Ich nehme an, dass es damals, als die französische Sprache de rigueur war, aus der andere Kulturen entlehnten, ebenfalls jede Menge puristischen Gegenwind gab. Deutsch hat im Laufe der Jahrhunderte definitiv seinen Anteil an französischen Wörtern aufgesogen, darunter etwa Chance, Etage, Abonnement, Dusche, amüsant, Jalousie und Portemonnaie. Zwei verschiedene Typen von Beamern Beamer/Projektor (links) und Beamer/BMW (rechts) | Foto: George Rex / Wikimedia Commons

Falsche Freunde und Malapropism


Das Denglisch-Phänomen hat einer ganzen Reihe Falscher Freunde Auftrieb verliehen: Wörtern, die in beiden Sprachen verwendet werden, aber unterschiedliche Dinge bedeuten.

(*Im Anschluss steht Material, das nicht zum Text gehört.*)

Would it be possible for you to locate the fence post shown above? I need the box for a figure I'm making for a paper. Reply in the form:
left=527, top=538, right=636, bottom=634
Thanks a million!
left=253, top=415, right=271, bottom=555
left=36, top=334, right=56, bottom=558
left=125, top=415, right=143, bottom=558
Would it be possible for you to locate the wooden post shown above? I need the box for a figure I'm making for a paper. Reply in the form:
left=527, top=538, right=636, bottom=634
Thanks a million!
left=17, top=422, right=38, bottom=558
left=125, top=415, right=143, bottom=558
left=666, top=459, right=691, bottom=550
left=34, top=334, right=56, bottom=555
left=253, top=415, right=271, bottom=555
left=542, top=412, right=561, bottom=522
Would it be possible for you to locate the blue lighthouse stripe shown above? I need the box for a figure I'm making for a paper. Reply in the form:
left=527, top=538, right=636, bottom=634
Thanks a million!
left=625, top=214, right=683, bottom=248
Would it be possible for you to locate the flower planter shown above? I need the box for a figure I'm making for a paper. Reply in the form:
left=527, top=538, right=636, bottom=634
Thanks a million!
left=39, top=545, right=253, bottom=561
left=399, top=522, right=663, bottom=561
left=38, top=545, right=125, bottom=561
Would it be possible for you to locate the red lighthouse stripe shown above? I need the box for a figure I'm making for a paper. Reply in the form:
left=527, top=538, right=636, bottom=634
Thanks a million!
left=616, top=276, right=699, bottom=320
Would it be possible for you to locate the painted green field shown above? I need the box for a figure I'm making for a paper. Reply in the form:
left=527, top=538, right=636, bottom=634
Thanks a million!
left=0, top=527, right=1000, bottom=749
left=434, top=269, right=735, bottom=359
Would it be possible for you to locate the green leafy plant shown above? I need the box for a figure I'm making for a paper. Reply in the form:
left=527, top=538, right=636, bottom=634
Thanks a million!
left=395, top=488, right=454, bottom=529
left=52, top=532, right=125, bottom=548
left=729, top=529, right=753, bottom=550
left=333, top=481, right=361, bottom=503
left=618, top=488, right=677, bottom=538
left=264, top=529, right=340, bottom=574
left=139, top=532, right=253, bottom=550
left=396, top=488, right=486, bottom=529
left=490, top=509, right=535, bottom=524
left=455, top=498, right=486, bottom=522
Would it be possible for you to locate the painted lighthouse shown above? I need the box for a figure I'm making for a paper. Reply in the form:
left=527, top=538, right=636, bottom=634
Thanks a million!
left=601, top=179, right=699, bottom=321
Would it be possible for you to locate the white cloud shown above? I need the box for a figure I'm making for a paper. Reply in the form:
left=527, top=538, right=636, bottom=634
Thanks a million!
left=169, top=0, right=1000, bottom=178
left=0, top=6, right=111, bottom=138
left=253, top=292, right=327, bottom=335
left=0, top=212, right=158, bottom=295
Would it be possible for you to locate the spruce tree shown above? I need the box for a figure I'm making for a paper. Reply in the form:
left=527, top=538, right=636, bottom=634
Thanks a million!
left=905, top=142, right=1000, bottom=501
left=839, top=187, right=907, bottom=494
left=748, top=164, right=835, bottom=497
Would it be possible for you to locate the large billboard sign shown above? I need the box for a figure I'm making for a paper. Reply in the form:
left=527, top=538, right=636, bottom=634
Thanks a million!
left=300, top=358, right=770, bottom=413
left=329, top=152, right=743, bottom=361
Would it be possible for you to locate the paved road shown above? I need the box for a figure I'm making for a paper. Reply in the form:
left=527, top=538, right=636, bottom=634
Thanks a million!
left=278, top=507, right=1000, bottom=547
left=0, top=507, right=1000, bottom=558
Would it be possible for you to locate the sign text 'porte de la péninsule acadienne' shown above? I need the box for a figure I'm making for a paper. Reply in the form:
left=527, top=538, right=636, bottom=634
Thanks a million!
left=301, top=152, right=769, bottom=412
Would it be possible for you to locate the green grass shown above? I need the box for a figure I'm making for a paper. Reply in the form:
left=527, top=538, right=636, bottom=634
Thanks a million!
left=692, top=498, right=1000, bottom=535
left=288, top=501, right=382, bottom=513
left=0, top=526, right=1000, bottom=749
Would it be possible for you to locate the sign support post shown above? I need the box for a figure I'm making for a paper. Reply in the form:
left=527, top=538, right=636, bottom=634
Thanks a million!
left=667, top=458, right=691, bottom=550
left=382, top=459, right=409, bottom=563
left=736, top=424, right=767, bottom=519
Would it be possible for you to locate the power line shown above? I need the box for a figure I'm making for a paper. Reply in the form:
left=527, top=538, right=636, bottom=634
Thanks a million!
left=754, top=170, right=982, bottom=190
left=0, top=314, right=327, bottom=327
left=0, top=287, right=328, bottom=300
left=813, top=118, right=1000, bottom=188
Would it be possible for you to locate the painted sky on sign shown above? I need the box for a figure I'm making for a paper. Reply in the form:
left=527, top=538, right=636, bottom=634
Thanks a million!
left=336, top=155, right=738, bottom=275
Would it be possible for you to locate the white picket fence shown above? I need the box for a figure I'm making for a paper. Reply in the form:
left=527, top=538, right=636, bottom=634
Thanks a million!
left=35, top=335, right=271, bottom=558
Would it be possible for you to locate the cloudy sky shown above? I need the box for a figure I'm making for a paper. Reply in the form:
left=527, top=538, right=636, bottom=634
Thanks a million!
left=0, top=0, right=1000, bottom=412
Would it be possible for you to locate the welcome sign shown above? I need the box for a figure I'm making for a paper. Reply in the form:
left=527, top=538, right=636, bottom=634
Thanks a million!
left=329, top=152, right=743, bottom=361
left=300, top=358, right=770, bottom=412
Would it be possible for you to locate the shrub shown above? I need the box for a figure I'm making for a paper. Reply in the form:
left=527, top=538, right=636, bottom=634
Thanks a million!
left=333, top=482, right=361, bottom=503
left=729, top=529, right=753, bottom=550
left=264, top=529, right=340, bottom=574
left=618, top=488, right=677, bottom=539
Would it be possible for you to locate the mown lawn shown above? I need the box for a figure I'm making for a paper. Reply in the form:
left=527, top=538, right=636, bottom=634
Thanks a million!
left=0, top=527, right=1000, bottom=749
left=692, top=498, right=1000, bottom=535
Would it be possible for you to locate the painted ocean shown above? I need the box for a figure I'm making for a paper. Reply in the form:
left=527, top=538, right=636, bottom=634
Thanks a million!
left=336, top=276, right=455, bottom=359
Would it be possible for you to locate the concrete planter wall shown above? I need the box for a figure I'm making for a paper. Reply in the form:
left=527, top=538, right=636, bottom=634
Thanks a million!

Zu den Klassikern in diesem Genre gehören Handy (englisch: „praktisch, handlich“), Bodybag (englisch: „Leichensack“), Beamer (englisch: umgangssprachlich für einen BMW) und Slip (englisch: „ausrutschen“). Auch brauchte ich eine Weile, um zu kapieren, wie die Deutschen das anglisierte Verb checken verwenden. Verwirrenderweise kann es zwar manchmal „to check“, also „überprüfen“ heißen, wird aber häufiger im Sinne von „bemerken“ oder „verstehen“ benutzt. Wenn jemand also beispielsweise sagt „Ich habe ihre neue Frisur nicht gecheckt“ (wörtlich: Ich habe ihre neue Frisur nicht überprüft), dann hat das nichts mit einer Untersuchung auf Läuse zu tun.
 
Ein anderes, echt schräges Beispiel ist der Sonnyboy, der nichts mit Sonny und Cher zu tun hat und auch zum Sunnyboy-Eis am Stiel in keiner Beziehung steht, das früher in australischen Milchbars und Schulkiosken verkauft wurde. Mir begegnete der Begriff zum ersten Mal, als ich in einer WG im Prenzlauer Berg wohnte. Wir machten ein Casting (ein weiteres großartiges Beispiel), um eine*n neue*n Mitbewohner*in zu finden, und interviewten einen charmanten blonden jungen Mann mit strahlendem Lächeln, der vor Selbstbewusstsein nur so strotzte. Nachdem er gegangen war, erklärte einer meiner Mitbewohner abschätzig: „Puh, also ich weiß nicht, das war so’n bisschen ’n Sonnyboy.“

Auch wenn mir denglische Ausdrücke manchmal aufstoßen, finde ich diesen Austausch generell großartig – egal, wie lächerlich einige der Sprachkonglomerate sein mögen. Sprachen wachsen und verändern sich ständig, ob sie nun gesprochen, gedruckt oder auf Twitter getippt werden.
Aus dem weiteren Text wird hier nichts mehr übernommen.